Literature DB >> 17327442

Family history of diabetes links impaired substrate switching and reduced mitochondrial content in skeletal muscle.

Barbara Ukropcova1, Olga Sereda, Lilian de Jonge, Iwona Bogacka, Tuong Nguyen, Hui Xie, George A Bray, Steven R Smith.   

Abstract

Insulin resistance is associated with metabolic inflexibility, impaired switching of substrate oxidation from fatty acids to glucose in response to insulin. Impaired switching to fat oxidation in response to a high-fat diet (HFD) is hypothesized to contribute to insulin resistance.
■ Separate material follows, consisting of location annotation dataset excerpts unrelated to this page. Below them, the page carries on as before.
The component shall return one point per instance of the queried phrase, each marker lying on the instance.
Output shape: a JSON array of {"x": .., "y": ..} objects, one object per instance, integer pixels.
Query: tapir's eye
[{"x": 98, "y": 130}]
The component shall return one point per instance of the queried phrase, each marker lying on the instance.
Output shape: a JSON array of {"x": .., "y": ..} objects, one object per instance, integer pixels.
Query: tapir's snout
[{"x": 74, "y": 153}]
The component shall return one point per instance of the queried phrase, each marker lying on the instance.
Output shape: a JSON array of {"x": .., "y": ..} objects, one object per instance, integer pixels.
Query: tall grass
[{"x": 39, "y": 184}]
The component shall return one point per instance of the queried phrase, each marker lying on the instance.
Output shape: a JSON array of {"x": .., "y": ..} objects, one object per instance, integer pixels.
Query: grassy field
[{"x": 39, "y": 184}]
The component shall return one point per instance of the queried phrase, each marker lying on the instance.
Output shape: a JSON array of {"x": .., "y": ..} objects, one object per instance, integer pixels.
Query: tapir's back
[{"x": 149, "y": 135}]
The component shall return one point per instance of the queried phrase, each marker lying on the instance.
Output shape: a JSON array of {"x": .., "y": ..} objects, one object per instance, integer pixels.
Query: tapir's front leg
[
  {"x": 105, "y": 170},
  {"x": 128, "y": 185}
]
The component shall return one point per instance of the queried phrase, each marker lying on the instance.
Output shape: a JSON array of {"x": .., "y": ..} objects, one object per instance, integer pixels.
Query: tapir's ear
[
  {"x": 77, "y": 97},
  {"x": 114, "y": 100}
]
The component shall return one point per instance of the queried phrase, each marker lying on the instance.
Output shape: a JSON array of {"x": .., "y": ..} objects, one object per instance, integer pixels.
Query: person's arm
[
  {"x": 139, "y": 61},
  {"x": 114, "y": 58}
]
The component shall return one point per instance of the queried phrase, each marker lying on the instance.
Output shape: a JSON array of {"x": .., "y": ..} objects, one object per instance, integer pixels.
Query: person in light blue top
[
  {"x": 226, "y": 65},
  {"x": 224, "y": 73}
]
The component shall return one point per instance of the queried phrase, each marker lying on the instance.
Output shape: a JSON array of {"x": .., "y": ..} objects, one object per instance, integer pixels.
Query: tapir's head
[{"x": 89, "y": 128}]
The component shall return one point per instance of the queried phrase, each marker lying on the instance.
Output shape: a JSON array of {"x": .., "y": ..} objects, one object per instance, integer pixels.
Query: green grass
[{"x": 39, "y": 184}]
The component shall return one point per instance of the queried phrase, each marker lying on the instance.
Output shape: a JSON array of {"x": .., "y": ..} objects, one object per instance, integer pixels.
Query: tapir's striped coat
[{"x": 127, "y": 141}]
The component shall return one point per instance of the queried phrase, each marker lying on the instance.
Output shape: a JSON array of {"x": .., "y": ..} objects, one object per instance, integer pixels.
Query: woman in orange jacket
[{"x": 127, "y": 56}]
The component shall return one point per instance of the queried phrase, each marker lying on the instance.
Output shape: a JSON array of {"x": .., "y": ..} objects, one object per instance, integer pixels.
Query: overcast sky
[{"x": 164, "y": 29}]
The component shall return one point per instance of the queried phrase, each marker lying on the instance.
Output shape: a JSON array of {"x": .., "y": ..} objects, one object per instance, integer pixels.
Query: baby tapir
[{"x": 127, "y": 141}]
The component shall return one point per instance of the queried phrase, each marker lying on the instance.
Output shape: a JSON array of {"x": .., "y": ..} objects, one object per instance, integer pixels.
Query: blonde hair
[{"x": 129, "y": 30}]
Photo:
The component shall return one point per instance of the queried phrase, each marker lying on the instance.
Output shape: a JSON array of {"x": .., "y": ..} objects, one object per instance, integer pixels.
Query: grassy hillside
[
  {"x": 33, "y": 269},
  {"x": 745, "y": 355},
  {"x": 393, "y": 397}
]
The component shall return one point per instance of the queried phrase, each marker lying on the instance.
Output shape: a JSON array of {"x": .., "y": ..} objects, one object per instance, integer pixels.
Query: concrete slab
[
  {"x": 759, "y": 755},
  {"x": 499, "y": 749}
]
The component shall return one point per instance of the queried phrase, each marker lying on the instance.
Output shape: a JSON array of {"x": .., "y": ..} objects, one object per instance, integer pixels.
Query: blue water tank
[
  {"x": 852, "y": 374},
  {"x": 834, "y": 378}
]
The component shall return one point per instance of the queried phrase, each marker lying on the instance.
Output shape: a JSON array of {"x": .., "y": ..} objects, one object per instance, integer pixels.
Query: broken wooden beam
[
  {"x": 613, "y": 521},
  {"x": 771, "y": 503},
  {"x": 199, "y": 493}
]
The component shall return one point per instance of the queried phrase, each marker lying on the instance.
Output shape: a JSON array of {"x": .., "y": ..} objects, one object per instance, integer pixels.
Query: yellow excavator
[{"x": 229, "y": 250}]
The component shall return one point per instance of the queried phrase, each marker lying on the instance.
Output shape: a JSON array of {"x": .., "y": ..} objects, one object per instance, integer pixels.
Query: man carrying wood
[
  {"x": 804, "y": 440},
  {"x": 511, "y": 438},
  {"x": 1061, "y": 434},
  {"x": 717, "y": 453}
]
The objective of this study was to test the hypothesis that defects in substrate switching in response to insulin and a HFD are linked to reduced mitochondrial biogenesis and occur before the development of diabetes. Metabolic flexibility was measured in young sedentary men with (n = 16) or without (n = 34) a family history of diabetes by euglycemic-hyperinsulinemic clamp. Flexibility correlated with fat oxidation measured in a respiratory chamber after a 3-day HFD. Muscle mitochondrial content was higher in flexible subjects with high fat oxidation after a HFD and contributed 49% of the variance. Subjects with a family history of diabetes were inflexible and had reduced HFD-induced fat oxidation and muscle mitochondrial content but did not differ in the amount of body or visceral fat. Metabolic inflexibility, lower adaptation to a HFD, and reduced muscle mitochondrial mass cluster together in subjects with a family history of diabetes, supporting the role of an intrinsic metabolic defect of skeletal muscle in the pathogenesis of insulin resistance.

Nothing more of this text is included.